Depuis que monseigneur m'a permis de mettre Matthioly avec le jacobin... Matthioly, qui est presque aussi fou que lui, etc. Lettre de Saint-Mars à Louvois du 7 septembre 1680.

[11] Le célèbre Fra-Paolo ne le croyait pas, et il connaissait la société. Prenez toujours l'inverse de ce qu'assure un jésuite, nous dit-il dans ses écrits, si vous voulez parvenir à connaître la vérité.

[12] Ne serions-nous pas un peu excusables quand même il nous resterait quelque léger soupçon à cet égard ? Si M. Roux a copié sans exactitude dans son texte des lettres officielles qu'il nous donne à la fin de son ouvrage, pourquoi ne se serait-il pas trompé de même dans les lettres dont il ne communique pas lès originaux, Saint-Mars avait écrit à M. de Louvois, qu'en enfermant un prisonnier, il lui avait dit, que s'il lui parlait à lui-même ou à quelqu'autre, d'autre chose que pour ses nécessités, il lui mettrait son épée dans le ventre. C'est la défense qu'on faisait à tous les prisonniers sans distinction, à leur entrée à la Bastille, avec un peu plus de douceur probablement que Saint-Mars n'en montre dans cette occasion. On voulait qu'ils ne fissent des questions aux porte-clefs que relativement à leurs besoins et à leurs nécessités. Mais comment M. Roux rend-il dans son texte ces paroles de Saint-Mars ? Il lui fait dire au prisonnier que s'il proférait un mot, qui tendit à le faire connaître à lui-même ou à quelqu'autre, il lui mettrait son épée dans le ventre. La chose, comme on le voit, est un peu différente. C'est le Masque de Fer à qui il était défendu de se faire connaître sous peine de la vie. M. Roux s'est donc évidemment trompé, ou le désir de rendre son système plus vraisemblable lui aura fait hasarder ce changement dont il se sera dissimulé l'importance.
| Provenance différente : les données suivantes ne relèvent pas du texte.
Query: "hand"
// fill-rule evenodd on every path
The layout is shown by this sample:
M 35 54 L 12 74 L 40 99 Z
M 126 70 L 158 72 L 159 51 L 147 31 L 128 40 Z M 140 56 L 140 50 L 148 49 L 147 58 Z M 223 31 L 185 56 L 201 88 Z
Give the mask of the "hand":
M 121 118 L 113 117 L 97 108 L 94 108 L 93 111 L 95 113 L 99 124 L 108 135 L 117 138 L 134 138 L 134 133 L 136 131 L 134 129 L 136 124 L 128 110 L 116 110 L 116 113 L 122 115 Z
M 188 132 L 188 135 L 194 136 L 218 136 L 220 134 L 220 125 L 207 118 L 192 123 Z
[13] Il était intéressant, etc. !... Il est mille fois prouvé que ce secret n'en fut jamais un pour l'Italie. Le projet d'enlever Matthioly avait été confié d'avance à la duchesse de Savoie, et cette princesse y avait consenti, pourvu que l'enlèvement ne se fît pas sur son territoire. Toute l'ambassade française en fut parfaitement instruite. Le cocher et les valets, que M. d'Estrades avait laissés à trois milles de Pignerol, virent tous que Matthioly n'était point revenu avec l'ambassadeur et avec l'abbé de Montesquiou. Juliani ce journaliste italien, qui joua un grand rôle dans toute cette affaire, lui fut confronté dans sa prison. Son père, ses frères, sa femme, ses enfants, n'ignorèrent aucune circonstance de son enlèvement. Son propre valet lui porta ses effets dans' Pignerol. Quand son père se détermina à remettre les papiers originaux de la négociation, ce fut par la crainte que son fils étant arrêté, on ne le fit mourir. Sa détention fut sans doute très-rigoureuse, mais on n'en agit avec lui que comme on en agissait avec les autres prisonniers d'état, sans aucune différence. Les puissances qu'il avait servies par sa trahison, quoique bien informées de son sort, n'y prirent aucun intérêt. Bientôt oublié, même de sa propre famille, on en vint à ne plus penser à lui, pas plus qu'on n'a pensé dans d'autres tems à un vil colporteur de livres défendus, quelques jours après qu'il avait été mis à la Bastille. Mais tout cela donne lieu à une réflexion bien douce à mon cœur. Dès qu'on ne fit pas mourir Matthioly, si coupable, si criminel, si indifférent au monde, et qu'on aima mieux faire pour lui toutes les dépenses qu'exigea une détention d'environ 28 ans, c'est à mes yeux une nouvelle preuve, dont cependant je n'avais pas besoin, que les rois ni leurs ministres ne faisaient mourir personne à la Bastille.

[14] Ce gourdin ne s'accorde guère avec les égards et le respect qu'on eut toujours pour le Masque de Fer.

[15] L'auteur des mémoires pour servir à l'histoire de Perse est le premier qui ait parlé du Masque de Fer, puisque Voltaire n'en fit mention que vers l'année 1762. Ces mémoires parurent en 1745, et c'est cette même année 1745 que le père Griffet fut nommé confesseur de la Bastille. Cette rencontre est très remarquable, et elle pourrait donner lieu à beaucoup de réflexions et de conjectures.